The best way to get past a traumatic experience might be to sleep on it. A University of California, Berkeley, study focusing on the importance of REM sleep found that dream sleep can lessen the pain of certain memories and might be pivotal in helping people who suffer from post-traumatic stress disorder (PTSD).

Researchers had 35 participants view 150 emotional images for the study, twice at 12 hours apart, while an MRI scanner measured their brain activity. They were split into two groups: Half of the participants viewed the images in the morning and again in the evening and stayed awake between the two viewings; the other half viewed the images in the evening and again the next morning after receiving a full night of sleep.

“Those who slept in between image viewings reported a significant decrease in their emotional reaction to the images. In addition, MRI scans showed a dramatic reduction in reactivity in the amygdala, a part of the brain that processes emotions, allowing the brain’s ‘rational’ prefrontal cortex to regain control of the participants’ emotional reactions. In addition, the researchers recorded the electrical brain activity of the participants while they slept, using electroencephalograms. They found that during REM dream sleep, certain electrical activity patterns decreased, showing that reduced levels of stress neurochemicals in the brain soothed emotional reactions to the previous day’s experiences.”
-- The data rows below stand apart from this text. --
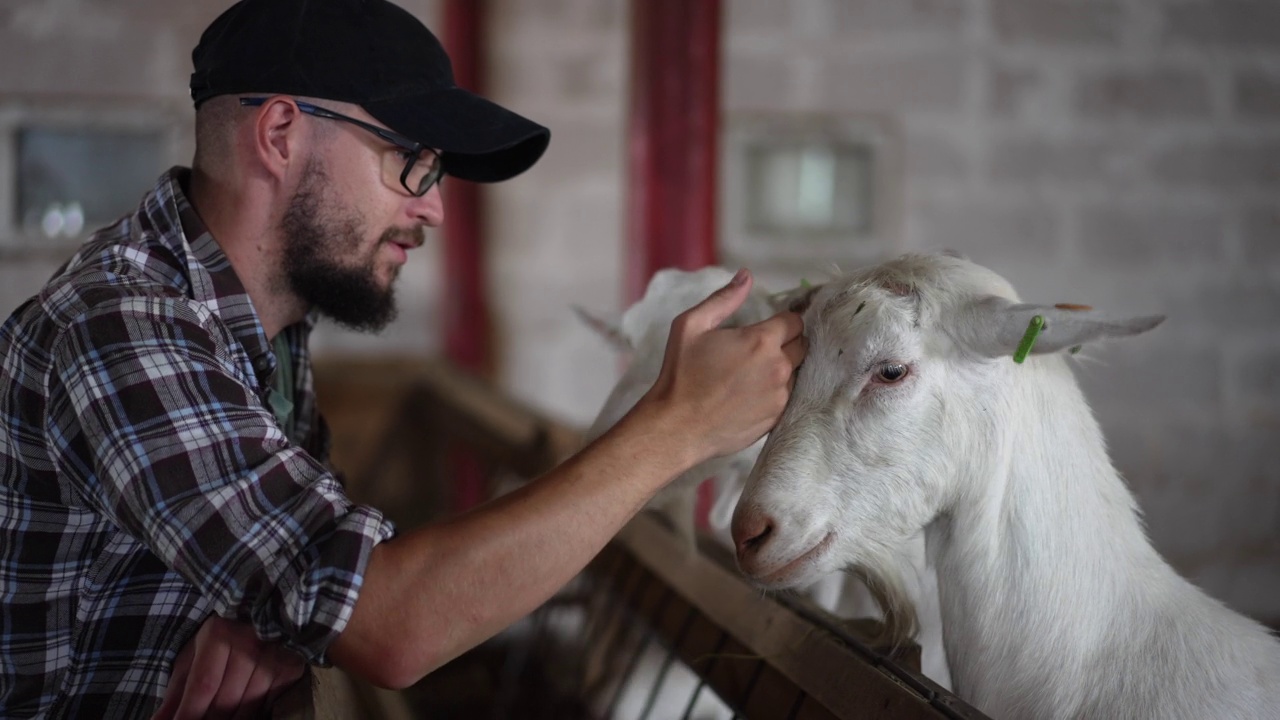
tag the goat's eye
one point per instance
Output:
(891, 372)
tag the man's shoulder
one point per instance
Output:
(114, 272)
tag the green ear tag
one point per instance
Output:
(1033, 329)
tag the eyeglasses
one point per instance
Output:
(423, 167)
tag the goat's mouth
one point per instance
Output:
(792, 573)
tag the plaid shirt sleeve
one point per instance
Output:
(160, 429)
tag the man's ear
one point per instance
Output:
(275, 135)
(993, 327)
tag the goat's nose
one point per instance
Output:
(752, 529)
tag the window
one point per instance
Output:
(76, 178)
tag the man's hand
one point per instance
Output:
(227, 671)
(728, 386)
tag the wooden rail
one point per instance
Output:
(645, 593)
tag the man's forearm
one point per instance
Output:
(435, 592)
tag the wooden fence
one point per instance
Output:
(650, 628)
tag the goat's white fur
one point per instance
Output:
(641, 333)
(1054, 601)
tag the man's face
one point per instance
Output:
(333, 264)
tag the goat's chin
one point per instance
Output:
(800, 570)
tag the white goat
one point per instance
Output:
(641, 333)
(909, 413)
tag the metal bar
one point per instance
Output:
(703, 675)
(667, 661)
(643, 645)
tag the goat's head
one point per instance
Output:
(909, 367)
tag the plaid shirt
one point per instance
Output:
(145, 482)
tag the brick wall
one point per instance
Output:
(1118, 153)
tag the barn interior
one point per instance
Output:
(1120, 154)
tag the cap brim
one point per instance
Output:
(478, 139)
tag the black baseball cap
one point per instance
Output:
(373, 54)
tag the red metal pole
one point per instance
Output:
(466, 305)
(673, 145)
(672, 137)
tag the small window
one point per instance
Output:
(810, 187)
(804, 188)
(76, 178)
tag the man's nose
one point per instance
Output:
(429, 209)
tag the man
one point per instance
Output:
(161, 460)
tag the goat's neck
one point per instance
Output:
(1041, 555)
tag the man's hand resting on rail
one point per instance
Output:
(227, 671)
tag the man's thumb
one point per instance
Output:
(720, 305)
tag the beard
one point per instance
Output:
(316, 237)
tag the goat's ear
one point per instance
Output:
(795, 300)
(609, 331)
(993, 327)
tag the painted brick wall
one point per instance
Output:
(1118, 153)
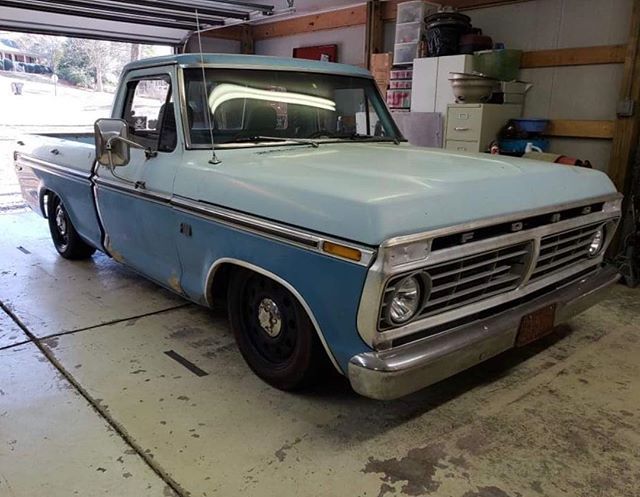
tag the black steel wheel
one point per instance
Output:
(65, 237)
(273, 332)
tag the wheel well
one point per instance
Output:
(219, 284)
(44, 201)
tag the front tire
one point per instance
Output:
(65, 237)
(273, 332)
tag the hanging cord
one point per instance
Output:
(205, 104)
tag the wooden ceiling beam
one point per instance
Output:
(334, 19)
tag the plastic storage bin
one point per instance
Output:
(401, 74)
(401, 84)
(404, 53)
(399, 99)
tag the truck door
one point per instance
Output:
(134, 203)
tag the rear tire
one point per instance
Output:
(273, 332)
(65, 237)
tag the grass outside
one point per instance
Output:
(42, 108)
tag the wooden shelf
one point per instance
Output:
(609, 54)
(567, 128)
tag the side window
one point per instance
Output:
(150, 114)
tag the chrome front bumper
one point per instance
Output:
(393, 373)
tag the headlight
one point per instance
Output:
(405, 301)
(597, 241)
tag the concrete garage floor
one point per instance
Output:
(90, 404)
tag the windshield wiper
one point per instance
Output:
(260, 138)
(359, 137)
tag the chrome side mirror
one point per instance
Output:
(112, 142)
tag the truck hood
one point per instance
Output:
(369, 192)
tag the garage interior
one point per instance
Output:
(112, 385)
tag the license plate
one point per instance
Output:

Said researcher Matthew Walker: “The dream stage of sleep, based on its unique neurochemical composition, provides us with a form of overnight therapy, a soothing balm that removes the sharp edges from the prior day’s emotional experiences. During REM sleep, memories are being reactivated, put in perspective and connected and integrated, but in a state where stress neurochemicals are beneficially suppressed. … We know that during REM sleep there is a sharp decrease in levels of norepinephrine, a brain chemical associated with stress. By reprocessing previous emotional experiences in this neuro-chemically safe environment of low norepinephrine during REM sleep, we wake up the next day, and those experiences have been softened in their emotional strength. We feel better about them, we feel we can cope.”

He added that this can be telling for patients with PTSD, in that when “a flashback is triggered by, say, a car backfiring, they relive the whole visceral experience once again because the emotion has not been properly stripped away from the memory during sleep.”